How to Make Any Process Work With Transactional NTFS: My First Step to Writing a Sandbox for Windows.
One of the modules in the Windows kernel provides support for combining a set of file operations into an entity known as a transaction. Just like in databases, these entities are isolated and atomic. You can make some changes to the file system that won’t be visible outside until you commit them. Or, as an alternative, you can always rollback everything. In any case, you act upon the group of operations as a whole. Precisely what needed to preserve consistency while installing software or updating our systems, right? If something goes wrong — the installer or even the whole system crashes — the transaction rolls back automatically.
From the very first time I saw an article about this incredible mechanism, I always wondered how the world would look like from the inside. And you know what? I just discovered a truly marvelous approach to force any process to operate within a predefined transaction, which this margin is too narrow to contain. Furthermore, most of the time, it does not even require administrative privileges.
Let’s then talk about Windows internals, try out a new tool, and answer one question: what does it have to do with sandboxes?
Repository
Those who want to start experimenting right away are welcome at the project’s page on GitHub: TransactionMaster.
Theory
Introduction of Transactional NTFS, also known as TxF, in Windows Vista was a revolutionary step toward sustaining system consistency and, therefore, stability. By exposing this functionality directly to the developers, Microsoft made it possible to dramatically simplify error handling in all of the components responsible for installing and updating software. The task of maintaining a backup plan for all possible file-system failures became a job of the OS itself, which started providing a full-featured ACID semantics on demand.
To provide this new instrument, Microsoft introduced a set of API functions that duplicated existing functionality, but within a context of transactions. The transaction itself became a new kernel object, alongside existing ones like files, processes, and synchronization primitives. In the simplest scenario, the application creates a new transaction using CreateTransaction
, performs the required operations (CreateFileTransacted
, MoveFileTransacted
, DeleteFileTransacted
, etc.), and then commits or rolls it back with CommitTransaction
/RollbackTransaction
.
Let’s take a look at the architecture of these new functions. We know, that the official API layer from libraries such as kernel32.dll
does not invoke the kernel directly, but converts the parameters and forwards the call to ntdll.dll
instead. Which then, issues a syscall. Surprisingly, there is no sign of any additional *-Transacted* functions on both the **ntdll** and kernel side of the call.

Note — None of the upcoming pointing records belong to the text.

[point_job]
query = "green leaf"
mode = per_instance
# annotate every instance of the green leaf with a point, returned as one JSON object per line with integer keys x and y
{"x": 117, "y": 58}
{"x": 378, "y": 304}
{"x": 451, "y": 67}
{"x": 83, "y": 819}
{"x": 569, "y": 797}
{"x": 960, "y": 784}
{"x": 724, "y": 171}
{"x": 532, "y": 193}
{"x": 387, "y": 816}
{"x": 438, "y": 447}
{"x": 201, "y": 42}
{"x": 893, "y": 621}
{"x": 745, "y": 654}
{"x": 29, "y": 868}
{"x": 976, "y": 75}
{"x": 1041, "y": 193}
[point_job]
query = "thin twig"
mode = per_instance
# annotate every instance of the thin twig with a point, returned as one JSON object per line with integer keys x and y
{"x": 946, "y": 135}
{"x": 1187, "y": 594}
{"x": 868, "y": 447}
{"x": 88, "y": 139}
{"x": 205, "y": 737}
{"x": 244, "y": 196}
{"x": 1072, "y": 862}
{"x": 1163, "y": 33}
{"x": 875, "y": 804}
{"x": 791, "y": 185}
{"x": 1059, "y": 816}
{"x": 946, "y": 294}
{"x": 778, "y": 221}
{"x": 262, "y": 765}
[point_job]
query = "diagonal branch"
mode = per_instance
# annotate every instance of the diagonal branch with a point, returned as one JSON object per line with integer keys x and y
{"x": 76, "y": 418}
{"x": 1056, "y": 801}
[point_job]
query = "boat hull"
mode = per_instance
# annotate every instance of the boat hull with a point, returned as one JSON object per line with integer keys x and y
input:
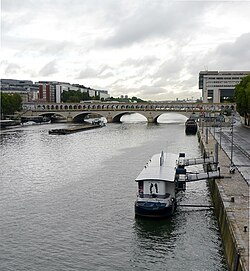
{"x": 154, "y": 212}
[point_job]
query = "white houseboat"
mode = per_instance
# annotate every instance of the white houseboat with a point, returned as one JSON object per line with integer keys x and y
{"x": 163, "y": 177}
{"x": 156, "y": 187}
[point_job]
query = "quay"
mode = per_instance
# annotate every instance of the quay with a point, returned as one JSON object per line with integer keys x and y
{"x": 230, "y": 196}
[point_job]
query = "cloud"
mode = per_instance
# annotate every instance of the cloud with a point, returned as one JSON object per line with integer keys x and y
{"x": 235, "y": 54}
{"x": 49, "y": 69}
{"x": 154, "y": 19}
{"x": 12, "y": 68}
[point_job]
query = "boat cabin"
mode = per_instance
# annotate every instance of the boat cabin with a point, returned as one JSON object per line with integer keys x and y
{"x": 157, "y": 179}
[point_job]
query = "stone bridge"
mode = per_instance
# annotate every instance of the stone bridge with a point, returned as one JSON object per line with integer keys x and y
{"x": 76, "y": 112}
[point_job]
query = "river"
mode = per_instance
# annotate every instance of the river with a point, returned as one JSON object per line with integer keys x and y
{"x": 67, "y": 201}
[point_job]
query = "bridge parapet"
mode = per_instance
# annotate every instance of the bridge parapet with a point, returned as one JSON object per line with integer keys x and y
{"x": 171, "y": 106}
{"x": 114, "y": 111}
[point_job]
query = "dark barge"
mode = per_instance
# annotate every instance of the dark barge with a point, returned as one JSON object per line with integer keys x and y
{"x": 74, "y": 129}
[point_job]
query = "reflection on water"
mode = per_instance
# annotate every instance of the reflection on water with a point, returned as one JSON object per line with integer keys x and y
{"x": 67, "y": 202}
{"x": 164, "y": 118}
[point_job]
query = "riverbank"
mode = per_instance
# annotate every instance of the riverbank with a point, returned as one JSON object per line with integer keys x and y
{"x": 230, "y": 197}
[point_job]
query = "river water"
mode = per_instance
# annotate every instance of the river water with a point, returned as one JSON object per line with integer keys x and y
{"x": 67, "y": 202}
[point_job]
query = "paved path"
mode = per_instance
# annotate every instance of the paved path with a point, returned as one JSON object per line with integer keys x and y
{"x": 241, "y": 146}
{"x": 234, "y": 185}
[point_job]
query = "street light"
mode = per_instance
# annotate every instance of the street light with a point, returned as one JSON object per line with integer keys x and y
{"x": 232, "y": 167}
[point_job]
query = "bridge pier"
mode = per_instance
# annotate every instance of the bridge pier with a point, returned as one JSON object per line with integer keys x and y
{"x": 69, "y": 118}
{"x": 150, "y": 119}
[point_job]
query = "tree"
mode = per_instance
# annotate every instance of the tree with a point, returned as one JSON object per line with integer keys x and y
{"x": 242, "y": 95}
{"x": 10, "y": 103}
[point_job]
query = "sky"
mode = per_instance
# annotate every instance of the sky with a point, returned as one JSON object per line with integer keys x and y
{"x": 151, "y": 49}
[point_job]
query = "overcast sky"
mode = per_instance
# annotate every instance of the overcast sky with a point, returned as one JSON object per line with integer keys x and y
{"x": 152, "y": 49}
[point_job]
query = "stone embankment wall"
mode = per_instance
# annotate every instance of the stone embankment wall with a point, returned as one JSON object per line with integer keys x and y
{"x": 230, "y": 197}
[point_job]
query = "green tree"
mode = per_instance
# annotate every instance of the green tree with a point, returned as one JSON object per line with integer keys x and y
{"x": 10, "y": 103}
{"x": 242, "y": 95}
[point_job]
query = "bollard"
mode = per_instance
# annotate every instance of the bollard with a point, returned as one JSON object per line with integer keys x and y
{"x": 206, "y": 135}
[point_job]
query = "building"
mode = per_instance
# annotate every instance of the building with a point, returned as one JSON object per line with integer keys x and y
{"x": 219, "y": 85}
{"x": 25, "y": 88}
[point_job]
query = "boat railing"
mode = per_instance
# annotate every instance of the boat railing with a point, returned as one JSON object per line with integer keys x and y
{"x": 160, "y": 196}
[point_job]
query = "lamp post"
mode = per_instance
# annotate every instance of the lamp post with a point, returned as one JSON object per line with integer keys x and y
{"x": 232, "y": 168}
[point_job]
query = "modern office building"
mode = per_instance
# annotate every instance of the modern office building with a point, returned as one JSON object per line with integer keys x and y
{"x": 219, "y": 85}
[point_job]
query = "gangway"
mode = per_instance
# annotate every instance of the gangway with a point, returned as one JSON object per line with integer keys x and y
{"x": 212, "y": 171}
{"x": 182, "y": 161}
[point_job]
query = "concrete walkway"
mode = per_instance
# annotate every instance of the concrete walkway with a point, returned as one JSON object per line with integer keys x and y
{"x": 233, "y": 189}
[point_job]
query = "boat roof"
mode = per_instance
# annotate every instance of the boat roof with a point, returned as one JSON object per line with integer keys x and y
{"x": 154, "y": 171}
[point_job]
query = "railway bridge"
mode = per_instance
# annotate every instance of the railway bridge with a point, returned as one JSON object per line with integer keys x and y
{"x": 112, "y": 111}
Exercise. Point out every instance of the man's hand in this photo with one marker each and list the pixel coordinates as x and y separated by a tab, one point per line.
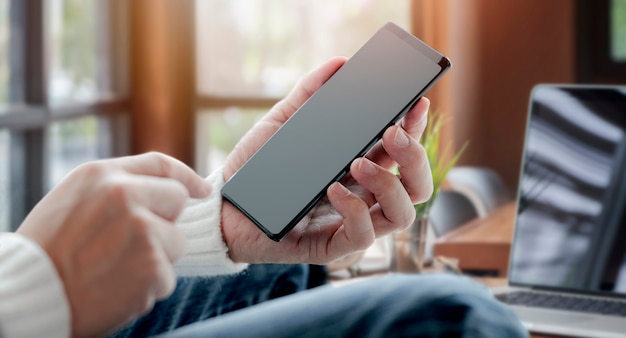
368	203
108	227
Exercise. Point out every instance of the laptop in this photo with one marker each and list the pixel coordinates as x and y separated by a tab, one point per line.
567	269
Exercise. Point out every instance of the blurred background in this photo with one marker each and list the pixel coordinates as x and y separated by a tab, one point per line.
88	79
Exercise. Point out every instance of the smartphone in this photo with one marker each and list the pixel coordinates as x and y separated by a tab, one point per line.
341	121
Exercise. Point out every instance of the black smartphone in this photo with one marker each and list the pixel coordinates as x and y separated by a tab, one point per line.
341	121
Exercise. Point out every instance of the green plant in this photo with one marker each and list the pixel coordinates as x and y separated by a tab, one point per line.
437	157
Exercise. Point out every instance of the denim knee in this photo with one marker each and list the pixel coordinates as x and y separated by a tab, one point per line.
440	305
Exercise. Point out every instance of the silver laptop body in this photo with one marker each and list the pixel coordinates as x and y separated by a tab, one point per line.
569	246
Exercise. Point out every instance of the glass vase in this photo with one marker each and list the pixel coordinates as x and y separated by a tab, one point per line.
408	247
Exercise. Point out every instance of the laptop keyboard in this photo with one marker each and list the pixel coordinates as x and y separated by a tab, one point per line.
565	302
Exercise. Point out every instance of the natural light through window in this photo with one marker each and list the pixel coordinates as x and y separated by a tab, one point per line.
250	49
618	30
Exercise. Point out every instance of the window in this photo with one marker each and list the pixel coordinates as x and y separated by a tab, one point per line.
55	94
601	41
250	53
72	49
618	30
4	180
4	56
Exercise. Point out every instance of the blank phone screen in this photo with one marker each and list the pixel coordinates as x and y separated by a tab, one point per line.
288	175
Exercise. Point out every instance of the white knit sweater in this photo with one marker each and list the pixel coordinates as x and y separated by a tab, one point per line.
32	298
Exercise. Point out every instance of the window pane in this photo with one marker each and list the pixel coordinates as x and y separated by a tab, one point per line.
618	30
4	180
4	52
260	48
71	143
217	133
72	49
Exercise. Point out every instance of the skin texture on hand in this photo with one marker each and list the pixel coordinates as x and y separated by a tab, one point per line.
369	202
108	227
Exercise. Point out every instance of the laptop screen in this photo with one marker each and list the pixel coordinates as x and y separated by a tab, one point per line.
570	229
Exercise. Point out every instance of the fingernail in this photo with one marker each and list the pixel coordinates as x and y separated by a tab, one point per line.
341	190
367	167
401	138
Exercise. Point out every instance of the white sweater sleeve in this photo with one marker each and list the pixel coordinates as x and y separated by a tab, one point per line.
207	253
32	298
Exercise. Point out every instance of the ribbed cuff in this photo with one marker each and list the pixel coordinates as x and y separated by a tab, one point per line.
32	297
207	254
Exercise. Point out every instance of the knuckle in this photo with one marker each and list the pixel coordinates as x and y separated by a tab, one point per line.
162	161
92	169
408	217
117	193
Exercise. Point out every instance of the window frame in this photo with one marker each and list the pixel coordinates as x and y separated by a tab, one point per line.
29	113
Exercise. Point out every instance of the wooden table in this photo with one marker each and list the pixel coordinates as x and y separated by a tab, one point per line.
482	244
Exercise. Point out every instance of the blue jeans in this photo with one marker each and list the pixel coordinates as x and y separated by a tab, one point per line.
396	305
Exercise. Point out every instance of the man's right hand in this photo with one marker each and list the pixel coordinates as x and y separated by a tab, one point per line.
108	227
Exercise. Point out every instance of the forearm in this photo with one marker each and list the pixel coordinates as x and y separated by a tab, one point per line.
32	298
207	253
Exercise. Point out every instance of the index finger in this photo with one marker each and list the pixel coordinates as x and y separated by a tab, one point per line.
414	123
161	165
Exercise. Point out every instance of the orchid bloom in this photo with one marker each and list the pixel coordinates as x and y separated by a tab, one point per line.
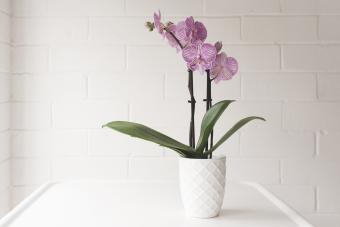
224	68
199	56
189	31
189	36
157	22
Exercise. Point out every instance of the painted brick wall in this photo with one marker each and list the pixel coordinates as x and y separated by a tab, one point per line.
77	66
5	137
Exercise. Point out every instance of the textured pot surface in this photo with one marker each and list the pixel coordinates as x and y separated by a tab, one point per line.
202	185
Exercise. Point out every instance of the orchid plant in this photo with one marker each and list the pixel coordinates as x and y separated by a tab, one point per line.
188	38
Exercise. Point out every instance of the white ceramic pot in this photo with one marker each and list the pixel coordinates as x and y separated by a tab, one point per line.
202	185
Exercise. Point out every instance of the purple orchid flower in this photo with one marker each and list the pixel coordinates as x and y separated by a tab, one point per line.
157	22
224	68
218	46
189	31
199	55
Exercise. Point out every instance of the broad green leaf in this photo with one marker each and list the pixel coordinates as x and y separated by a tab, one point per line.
143	132
208	122
231	131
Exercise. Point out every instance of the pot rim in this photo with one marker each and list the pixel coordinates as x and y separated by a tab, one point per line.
214	157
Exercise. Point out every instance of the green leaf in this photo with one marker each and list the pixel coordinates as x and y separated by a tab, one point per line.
208	122
143	132
231	131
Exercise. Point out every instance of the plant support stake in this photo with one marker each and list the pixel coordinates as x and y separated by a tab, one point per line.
192	101
208	101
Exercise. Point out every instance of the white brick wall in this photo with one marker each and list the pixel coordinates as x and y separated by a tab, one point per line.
76	68
5	107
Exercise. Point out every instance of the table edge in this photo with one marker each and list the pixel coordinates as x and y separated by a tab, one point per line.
282	206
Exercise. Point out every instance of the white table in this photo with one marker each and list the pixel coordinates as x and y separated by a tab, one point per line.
144	204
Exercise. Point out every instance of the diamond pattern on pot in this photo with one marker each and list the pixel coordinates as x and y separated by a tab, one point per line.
202	184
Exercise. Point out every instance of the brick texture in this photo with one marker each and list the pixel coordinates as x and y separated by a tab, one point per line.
76	68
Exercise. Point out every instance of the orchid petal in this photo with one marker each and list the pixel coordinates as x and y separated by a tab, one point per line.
218	46
232	65
190	53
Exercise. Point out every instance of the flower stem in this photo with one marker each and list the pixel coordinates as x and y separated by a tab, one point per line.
208	106
192	101
173	36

The definitions of these Native API functions haven’t changed in decades, so there is no extra parameter to specify a transaction. How does the kernel know which one to use then? The answer is simple yet promising: each thread has a designated field, where it stores a handle to the current transaction. This variable resides in a specific region of memory called TEB — Thread Environmental Block. As for other well-known fields located here as well, I can name the last error code and the thread ID.
Therefore, all functions with the -Transacted suffix set the current transaction field in TEB, call the corresponding non-transacted API, and restore the previous value. To achieve this goal, they use a pair of pretty straightforward routines called RtlGetCurrentTransaction
/RtlSetCurrentTransaction
from ntdll
. They provide a sufficient level of abstraction, which comes in handy in the case of WoW64, more on that later.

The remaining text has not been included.